7 Health Benefits of Sweet Potatoes

These nutritional all-stars can help improve your immunity, blood pressure, and more.

A lot of people ask me if sweet potatoes are actually that good for you, which isn't surprising considering their very name suggests they're sugar-and-starch bombs! But as a nutritionist, I give the root veggie two thumbs way up. I enjoy eating sweet potatoes all year long, and in the fall, they become particularly appealing—as a hearty side dish, and an ingredient in everything from soups and stews to pies and other desserts.

The colorful gems offer some pretty impressive health perks. Here are seven benefits of sweet potatoes, along with some simple ways to healthfully incorporate sweet potatoes into your everyday meals, snacks, and treats.

Good Source of Vitamins C and A

One cup of baked sweet potato provides nearly half of your daily vitamin C needs. The same portion also supplies 400%(!) of your recommended daily intake of vitamin A.

Both nutrients are vital for supporting immune function, which is especially important during cold and flu season. While taking vitamin C regularly doesn't actually prevent colds, according to the results of a meta-analysis published in the Cochrane Database of Systematic Reviews, it can reduce how long and how severe that cold will be if you catch it. Vitamin A is also key for maintaining healthy skin, vision, and organ function.

Good Way To Get Lots of Other Nutrients Too

A serving of sweet potato delivers a third of your need for manganese, a mineral that helps produce collagen and promote skin and bone health. You'll also get between 15% and 30% of several energy-supporting B vitamins and minerals, including potassium (more on this below).

Antioxidant Powerhouses

Vitamins A and C also function as antioxidants that protect cells against aging and disease. For even more antioxidants, choose purple sweet potatoes. The pigment that gives them their gorgeous hue has particularly potent antioxidant properties.

Anti-Inflammatory Properties

We've long known that unchecked, low-grade inflammation raises the risk of nearly every chronic disease, including obesity, type 2 diabetes, heart disease, and cancer. Natural anti-inflammatory compounds in sweet potatoes have been shown to quell inflammation at the cellular level. A study published in BioMed Research International found that these root vegetables, specifically the purple kind, can offer you the anti-inflammatory and anticancer properties you're looking for.

No Blood Sugar Spikes

Some may regard sweet potatoes as too starchy, but their high fiber content makes them a slow burning starch—meaning they won't spike blood sugar and insulin levels. One cup of baked sweet potato provides about 6 grams of fiber, which is more than a quarter of the daily recommended minimum.

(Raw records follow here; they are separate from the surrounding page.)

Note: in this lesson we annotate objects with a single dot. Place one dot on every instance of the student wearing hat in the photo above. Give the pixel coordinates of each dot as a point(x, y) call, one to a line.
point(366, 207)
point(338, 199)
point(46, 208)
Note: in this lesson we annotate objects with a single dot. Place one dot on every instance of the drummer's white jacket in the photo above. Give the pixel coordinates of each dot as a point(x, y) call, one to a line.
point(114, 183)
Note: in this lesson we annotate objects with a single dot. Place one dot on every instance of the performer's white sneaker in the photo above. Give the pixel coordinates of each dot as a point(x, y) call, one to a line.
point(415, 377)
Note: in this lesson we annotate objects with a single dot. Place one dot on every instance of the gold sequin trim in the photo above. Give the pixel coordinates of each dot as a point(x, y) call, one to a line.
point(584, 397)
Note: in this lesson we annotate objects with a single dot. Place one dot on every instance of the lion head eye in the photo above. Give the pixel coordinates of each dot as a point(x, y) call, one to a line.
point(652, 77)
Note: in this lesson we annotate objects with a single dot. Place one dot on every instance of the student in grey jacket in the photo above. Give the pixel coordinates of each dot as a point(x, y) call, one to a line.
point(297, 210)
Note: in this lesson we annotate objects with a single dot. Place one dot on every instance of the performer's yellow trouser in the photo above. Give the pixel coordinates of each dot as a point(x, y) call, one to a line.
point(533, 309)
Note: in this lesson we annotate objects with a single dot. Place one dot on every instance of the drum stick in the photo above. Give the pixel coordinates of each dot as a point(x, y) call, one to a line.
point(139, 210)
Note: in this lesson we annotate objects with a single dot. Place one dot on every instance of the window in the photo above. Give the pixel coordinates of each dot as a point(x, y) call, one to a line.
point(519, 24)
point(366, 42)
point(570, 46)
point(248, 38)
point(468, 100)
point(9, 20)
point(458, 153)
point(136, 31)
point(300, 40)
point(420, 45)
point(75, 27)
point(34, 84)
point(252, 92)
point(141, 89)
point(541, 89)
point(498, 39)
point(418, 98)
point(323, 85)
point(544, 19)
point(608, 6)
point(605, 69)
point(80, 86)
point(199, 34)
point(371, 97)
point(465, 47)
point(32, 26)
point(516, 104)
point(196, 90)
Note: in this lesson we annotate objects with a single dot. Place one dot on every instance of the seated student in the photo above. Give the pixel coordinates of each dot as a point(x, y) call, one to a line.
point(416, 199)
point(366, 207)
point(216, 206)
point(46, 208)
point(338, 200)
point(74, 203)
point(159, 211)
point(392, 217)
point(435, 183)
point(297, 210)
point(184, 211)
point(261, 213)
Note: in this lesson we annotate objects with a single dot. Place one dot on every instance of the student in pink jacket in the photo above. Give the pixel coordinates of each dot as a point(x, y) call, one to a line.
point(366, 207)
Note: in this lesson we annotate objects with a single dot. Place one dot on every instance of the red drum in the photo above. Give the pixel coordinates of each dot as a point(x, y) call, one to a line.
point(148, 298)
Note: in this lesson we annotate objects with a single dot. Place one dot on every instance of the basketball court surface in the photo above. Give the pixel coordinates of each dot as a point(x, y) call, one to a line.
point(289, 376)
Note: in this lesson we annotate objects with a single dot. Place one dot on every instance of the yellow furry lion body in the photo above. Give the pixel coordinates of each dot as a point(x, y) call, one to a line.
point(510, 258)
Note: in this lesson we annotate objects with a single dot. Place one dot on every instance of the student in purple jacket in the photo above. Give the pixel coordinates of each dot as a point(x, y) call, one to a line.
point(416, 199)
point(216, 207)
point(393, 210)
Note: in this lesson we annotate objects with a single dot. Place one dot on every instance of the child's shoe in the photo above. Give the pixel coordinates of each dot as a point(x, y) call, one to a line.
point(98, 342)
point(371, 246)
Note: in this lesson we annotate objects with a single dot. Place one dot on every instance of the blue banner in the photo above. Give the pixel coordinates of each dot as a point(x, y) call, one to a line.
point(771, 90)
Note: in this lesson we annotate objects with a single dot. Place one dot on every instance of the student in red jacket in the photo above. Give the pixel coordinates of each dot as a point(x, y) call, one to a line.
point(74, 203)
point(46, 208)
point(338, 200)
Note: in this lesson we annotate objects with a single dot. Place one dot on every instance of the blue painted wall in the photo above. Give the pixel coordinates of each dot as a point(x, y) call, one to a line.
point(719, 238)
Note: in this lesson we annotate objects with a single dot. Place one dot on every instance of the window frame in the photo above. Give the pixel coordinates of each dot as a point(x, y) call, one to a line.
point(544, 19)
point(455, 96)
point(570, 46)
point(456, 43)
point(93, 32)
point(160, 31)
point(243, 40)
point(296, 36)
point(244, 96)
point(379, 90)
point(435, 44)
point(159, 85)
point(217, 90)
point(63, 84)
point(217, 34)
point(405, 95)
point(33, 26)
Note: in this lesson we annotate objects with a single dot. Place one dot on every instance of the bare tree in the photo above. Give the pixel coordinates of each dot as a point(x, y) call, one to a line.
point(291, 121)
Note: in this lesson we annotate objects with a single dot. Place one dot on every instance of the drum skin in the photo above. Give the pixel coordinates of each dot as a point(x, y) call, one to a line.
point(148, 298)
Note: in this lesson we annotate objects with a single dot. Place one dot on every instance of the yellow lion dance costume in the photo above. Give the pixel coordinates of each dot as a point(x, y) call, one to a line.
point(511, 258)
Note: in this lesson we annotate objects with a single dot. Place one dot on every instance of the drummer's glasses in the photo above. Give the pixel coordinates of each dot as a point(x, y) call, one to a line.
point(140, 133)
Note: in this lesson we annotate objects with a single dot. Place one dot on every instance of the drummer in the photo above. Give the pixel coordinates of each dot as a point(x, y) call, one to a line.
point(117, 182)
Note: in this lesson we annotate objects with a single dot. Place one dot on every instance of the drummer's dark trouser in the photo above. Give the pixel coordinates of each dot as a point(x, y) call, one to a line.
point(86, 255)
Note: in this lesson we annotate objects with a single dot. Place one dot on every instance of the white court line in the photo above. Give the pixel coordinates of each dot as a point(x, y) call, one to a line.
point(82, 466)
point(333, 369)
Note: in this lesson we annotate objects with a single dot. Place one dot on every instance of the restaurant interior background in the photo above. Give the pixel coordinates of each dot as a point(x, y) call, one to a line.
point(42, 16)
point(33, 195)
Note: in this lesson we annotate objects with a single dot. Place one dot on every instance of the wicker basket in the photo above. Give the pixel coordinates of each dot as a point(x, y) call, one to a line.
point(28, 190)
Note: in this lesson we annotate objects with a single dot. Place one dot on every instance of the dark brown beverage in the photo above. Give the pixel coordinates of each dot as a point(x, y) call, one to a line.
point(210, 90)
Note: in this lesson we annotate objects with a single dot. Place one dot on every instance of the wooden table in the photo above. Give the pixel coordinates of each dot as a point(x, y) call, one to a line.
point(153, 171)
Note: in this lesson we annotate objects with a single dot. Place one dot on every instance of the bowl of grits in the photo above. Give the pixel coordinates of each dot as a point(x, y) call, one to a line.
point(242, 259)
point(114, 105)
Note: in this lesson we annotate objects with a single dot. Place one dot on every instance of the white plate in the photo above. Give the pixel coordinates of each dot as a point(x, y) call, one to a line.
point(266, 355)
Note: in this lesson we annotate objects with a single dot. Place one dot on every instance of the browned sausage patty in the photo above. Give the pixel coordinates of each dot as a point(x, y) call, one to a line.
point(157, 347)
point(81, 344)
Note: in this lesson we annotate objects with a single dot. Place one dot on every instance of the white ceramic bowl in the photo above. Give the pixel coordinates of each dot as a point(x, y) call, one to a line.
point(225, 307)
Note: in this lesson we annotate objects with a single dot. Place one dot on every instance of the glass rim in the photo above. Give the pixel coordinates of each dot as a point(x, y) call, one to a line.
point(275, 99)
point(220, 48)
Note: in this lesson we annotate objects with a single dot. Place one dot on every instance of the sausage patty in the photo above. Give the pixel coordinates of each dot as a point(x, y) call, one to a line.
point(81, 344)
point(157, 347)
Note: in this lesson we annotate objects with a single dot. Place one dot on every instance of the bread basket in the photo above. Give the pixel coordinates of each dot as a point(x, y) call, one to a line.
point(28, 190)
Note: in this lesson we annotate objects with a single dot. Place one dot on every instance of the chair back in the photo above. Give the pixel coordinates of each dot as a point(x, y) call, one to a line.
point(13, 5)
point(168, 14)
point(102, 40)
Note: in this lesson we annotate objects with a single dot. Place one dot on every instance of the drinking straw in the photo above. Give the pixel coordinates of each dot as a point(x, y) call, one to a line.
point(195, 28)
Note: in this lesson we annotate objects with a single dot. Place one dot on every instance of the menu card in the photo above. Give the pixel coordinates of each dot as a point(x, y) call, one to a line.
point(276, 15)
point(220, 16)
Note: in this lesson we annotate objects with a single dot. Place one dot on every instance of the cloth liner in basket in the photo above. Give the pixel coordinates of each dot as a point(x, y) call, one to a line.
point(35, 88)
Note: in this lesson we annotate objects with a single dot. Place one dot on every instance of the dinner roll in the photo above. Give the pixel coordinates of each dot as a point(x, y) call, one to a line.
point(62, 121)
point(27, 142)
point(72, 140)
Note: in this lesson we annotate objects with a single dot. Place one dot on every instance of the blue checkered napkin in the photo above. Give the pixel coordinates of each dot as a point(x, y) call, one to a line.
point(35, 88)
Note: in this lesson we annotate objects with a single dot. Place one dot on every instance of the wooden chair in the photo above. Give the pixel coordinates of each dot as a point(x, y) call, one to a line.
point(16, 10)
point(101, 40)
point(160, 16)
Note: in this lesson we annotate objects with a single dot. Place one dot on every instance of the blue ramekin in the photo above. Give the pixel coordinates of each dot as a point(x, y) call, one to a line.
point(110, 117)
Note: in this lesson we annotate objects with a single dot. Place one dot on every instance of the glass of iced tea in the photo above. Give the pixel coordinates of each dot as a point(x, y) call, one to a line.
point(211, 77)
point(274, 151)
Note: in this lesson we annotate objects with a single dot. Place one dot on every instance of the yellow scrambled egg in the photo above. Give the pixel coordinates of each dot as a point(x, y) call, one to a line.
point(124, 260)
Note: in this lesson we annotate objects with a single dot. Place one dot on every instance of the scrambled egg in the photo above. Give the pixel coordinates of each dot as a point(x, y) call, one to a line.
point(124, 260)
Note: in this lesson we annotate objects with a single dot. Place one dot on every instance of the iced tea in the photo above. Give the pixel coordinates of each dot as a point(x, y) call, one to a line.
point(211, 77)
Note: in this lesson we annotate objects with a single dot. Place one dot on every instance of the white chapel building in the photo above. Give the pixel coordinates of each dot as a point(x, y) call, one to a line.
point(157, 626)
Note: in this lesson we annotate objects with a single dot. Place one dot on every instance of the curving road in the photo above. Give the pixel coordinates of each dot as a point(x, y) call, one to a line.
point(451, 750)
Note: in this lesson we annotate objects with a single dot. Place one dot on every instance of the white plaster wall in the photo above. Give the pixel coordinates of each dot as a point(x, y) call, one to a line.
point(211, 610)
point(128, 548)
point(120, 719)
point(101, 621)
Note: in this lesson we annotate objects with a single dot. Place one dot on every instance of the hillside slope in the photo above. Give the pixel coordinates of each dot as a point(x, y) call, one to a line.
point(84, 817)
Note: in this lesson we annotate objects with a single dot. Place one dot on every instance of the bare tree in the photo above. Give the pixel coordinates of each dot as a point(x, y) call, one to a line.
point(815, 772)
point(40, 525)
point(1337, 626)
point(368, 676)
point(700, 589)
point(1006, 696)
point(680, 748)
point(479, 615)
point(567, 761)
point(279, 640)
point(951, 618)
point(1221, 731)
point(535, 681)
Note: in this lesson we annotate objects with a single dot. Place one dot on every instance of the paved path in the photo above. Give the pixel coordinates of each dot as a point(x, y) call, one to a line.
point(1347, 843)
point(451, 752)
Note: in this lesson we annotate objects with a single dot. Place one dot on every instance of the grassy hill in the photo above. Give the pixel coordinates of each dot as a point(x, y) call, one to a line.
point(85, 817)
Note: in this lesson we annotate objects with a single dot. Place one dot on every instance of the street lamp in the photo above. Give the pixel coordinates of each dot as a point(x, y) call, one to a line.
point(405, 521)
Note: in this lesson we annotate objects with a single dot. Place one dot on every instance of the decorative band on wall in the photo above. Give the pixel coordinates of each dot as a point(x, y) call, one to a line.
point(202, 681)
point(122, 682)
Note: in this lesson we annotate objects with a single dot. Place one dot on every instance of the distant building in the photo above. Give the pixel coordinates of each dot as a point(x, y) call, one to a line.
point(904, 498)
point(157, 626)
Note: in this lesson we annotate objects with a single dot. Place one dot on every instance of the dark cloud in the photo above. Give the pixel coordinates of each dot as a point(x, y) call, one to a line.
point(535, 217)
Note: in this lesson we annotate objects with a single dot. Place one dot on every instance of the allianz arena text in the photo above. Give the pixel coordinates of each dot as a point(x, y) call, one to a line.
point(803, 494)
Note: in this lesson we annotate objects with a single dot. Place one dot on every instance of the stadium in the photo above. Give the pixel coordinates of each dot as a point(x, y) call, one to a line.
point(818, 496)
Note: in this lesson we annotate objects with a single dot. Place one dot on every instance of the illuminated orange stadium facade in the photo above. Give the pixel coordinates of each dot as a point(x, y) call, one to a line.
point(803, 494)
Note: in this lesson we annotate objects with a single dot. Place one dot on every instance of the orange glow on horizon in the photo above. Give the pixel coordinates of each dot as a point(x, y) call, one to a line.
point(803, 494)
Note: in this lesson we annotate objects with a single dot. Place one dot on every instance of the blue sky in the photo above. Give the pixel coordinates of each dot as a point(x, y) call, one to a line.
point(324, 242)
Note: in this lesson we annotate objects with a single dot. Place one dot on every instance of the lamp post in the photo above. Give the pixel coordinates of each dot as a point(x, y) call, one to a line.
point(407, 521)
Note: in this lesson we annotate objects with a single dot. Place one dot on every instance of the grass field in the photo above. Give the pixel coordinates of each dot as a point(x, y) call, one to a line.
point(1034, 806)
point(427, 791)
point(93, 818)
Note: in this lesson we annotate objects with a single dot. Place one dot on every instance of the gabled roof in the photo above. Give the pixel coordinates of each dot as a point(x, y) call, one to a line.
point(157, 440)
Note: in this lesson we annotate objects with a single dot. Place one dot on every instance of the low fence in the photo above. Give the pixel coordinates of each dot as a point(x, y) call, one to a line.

Regulation of Blood Pressure

One cup of sweet potato baked in its skin provides 950 mg of potassium. That's more than twice the amount in a medium banana. Potassium essentially sweeps excess sodium and fluid out of the body, which lowers blood pressure and reduces strain on the heart. Potassium also helps regulate heart rhythm and muscle contractions. According to a study published in Circulation in January 2018, the average intake of potassium (1977 mg/day) for almost all adults in the U.S. was less than half the daily recommended potassium target of 4,700 mg.

Potential To Support Weight Loss

About 12% of the starch in sweet potatoes is resistant starch, a filling, fiber-like substance your body doesn't digest and absorb. One study published in Critical Reviews in Food Science and Nutrition in February 2014 identified several ways resistant starch could promote weight loss and/or maintenance, for example, by increasing the release of peptides that tell your body you are full and decreasing the amount of fat stored in fat cells.

How To Eat More Sweet Potatoes

I love to bake sweet potatoes and drizzle them with a combo of ground cinnamon and maple syrup thinned with a bit of warm water. You can also bake, mash, and fold sweet potatoes into overnight oats; whip them into a smoothie; combine them with salmon to make a delicious lunch bowl; or puree them with low-sodium organic veggie broth as the base for a soup. Chunked baked sweet potatoes make a fantastic addition to a garden salad, and crisp oven-baked wedges can satisfy a French fry craving. Mashed sweet potato also makes a fantastic addition to desserts and goodies, from no-bake cookies to brownies, pudding, and of course, the classic fall favorite, sweet potato pie.